Estes pensamentos adejavão ainda na mente de Cecilia emquanto ella olhava pensativa o fosso, onde tinha cahido o objecto que viera modificar a sua existencia.
—Se eu podesse obter essa prenda? dizia comsigo. Mostraria a Isabel como eu a amo e quanto a desejo feliz.
Vendo sua senhora olhar tristemente o fundo do precipicio, Pery comprehendeu parte do que passava no seu espirito; sem poder adivinhar como Cecilia soubera que o objecto tinha cahido alli, percebeu que a moça sentia por isso um pezar.
Nem tanto bastava para que o indio fizesse tudo afim de trazer a alegria ao rostinho de Cecilia: além de que já tinha promettido a Alvaro endireitar isto, como elle dizia na sua linguagem simples.
Chegou-se ao fosso.
Uma cortina de musgos e trepadeiras lastrando pelos bordas do profundo precipicio cobria as fendas da pedra: por cima era um topete de verde risonho sobre o qual adejavão as borboletas de côres vivas; em baixo uma cava cheia de limo onde a luz não penetrava.
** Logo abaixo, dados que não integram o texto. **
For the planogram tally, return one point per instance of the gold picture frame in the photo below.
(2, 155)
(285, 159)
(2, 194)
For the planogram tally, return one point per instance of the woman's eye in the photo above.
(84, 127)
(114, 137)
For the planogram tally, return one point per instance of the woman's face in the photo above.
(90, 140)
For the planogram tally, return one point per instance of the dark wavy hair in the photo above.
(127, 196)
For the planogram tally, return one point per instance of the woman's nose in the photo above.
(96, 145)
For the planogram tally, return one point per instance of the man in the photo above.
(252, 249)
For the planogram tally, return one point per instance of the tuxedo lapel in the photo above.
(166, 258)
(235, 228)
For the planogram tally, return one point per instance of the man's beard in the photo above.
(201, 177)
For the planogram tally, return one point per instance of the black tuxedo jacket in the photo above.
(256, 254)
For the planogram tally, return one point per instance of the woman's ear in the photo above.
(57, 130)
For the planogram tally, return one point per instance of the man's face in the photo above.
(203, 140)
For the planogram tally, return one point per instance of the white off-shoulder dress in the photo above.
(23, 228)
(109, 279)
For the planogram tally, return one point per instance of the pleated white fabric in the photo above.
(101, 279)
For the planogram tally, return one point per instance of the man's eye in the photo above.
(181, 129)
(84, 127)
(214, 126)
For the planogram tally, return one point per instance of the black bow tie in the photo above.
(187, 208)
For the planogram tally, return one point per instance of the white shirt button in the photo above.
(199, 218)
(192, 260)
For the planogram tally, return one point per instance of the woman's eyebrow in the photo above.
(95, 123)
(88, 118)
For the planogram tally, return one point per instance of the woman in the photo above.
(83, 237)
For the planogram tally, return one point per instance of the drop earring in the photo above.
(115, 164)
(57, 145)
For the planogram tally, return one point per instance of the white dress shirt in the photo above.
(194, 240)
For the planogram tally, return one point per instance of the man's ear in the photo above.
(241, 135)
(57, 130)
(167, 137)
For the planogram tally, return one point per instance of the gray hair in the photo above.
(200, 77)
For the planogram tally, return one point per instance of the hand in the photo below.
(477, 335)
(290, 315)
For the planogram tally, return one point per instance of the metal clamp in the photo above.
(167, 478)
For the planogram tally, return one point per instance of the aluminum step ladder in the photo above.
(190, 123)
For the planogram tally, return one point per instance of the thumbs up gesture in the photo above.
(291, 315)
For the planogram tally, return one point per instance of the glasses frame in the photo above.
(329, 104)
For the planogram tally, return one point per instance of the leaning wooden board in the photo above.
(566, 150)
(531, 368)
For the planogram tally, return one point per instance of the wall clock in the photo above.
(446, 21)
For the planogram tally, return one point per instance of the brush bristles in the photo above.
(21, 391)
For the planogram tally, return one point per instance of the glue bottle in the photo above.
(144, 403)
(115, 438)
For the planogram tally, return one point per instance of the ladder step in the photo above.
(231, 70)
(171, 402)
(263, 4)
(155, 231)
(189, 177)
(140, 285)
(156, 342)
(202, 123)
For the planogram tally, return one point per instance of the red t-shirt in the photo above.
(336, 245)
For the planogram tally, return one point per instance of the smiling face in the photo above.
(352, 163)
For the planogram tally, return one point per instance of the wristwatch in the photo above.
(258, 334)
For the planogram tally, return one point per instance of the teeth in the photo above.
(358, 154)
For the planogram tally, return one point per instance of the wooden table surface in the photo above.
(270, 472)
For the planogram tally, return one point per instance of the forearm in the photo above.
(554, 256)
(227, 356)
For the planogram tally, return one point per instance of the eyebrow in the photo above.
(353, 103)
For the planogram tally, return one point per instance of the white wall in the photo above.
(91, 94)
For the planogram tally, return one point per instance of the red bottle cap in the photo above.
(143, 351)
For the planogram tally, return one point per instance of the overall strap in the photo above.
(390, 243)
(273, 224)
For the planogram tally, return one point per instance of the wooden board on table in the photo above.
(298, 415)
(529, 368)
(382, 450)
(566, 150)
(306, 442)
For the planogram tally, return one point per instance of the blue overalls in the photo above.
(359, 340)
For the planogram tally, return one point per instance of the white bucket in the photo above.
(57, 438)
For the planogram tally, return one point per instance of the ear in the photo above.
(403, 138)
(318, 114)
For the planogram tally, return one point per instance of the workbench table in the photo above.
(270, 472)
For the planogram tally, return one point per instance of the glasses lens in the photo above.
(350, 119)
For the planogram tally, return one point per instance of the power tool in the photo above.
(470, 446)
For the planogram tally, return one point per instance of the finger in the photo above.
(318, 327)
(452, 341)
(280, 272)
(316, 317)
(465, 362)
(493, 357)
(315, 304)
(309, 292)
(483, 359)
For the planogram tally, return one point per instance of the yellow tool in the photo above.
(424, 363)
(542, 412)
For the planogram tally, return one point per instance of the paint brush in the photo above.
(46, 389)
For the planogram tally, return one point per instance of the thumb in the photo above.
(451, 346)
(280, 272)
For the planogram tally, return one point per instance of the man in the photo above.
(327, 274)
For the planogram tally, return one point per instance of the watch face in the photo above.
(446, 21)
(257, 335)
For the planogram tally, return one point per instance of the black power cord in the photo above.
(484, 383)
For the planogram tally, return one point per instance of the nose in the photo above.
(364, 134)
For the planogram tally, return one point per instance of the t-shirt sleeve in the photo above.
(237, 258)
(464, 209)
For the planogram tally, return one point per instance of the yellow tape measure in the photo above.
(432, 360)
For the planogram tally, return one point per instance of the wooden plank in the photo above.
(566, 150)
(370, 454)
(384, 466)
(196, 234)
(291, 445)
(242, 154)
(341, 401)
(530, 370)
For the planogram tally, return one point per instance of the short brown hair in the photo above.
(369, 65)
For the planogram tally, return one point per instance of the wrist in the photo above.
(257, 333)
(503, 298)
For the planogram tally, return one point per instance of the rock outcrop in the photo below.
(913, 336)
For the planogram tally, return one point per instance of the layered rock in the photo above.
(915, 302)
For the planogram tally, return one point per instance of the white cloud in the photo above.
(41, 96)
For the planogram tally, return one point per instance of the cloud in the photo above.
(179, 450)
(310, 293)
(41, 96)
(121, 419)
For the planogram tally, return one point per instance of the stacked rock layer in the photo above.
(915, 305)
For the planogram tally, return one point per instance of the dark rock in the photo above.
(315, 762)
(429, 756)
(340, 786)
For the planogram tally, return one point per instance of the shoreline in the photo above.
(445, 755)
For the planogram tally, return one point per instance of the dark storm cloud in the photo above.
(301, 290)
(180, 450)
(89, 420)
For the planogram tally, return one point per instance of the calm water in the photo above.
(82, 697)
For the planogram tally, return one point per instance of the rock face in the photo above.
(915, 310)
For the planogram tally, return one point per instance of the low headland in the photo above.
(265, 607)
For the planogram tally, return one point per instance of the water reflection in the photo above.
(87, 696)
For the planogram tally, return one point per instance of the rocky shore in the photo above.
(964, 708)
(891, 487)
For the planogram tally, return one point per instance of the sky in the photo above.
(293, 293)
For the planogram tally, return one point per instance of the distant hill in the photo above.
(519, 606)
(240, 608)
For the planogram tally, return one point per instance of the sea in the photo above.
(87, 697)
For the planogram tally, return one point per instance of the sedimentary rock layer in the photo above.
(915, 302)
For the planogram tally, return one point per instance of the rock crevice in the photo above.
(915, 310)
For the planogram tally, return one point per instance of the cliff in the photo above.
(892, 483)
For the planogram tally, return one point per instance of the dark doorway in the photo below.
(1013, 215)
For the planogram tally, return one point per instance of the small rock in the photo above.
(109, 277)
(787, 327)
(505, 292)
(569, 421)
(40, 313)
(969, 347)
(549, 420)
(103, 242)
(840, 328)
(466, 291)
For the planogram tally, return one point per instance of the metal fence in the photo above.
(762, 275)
Ás vezes ouvião-se partir do fundo do balseiro os silvos das serpentes, os pios tristes de algum passaro, que magnetisado ia entregar-se á morte; ou o tanger de um pequeno chocalho sobre a pedra.
Quando o sol estava a pino, como então, via-se entre a relva, sobre o calice das campanulas roxas, os olhos verdes de alguma serpente ou uma linda fita de escamas pretas e vermelhas enlaçando a baste de um arbusto.
Pery pouco se importava com estes habitantes do fosso e com o acolhimento que lhe farião na sua morada; o que o inquietava era o receio de que não tivesse luz bastante no fundo para descobrir o objecto que ia procurar.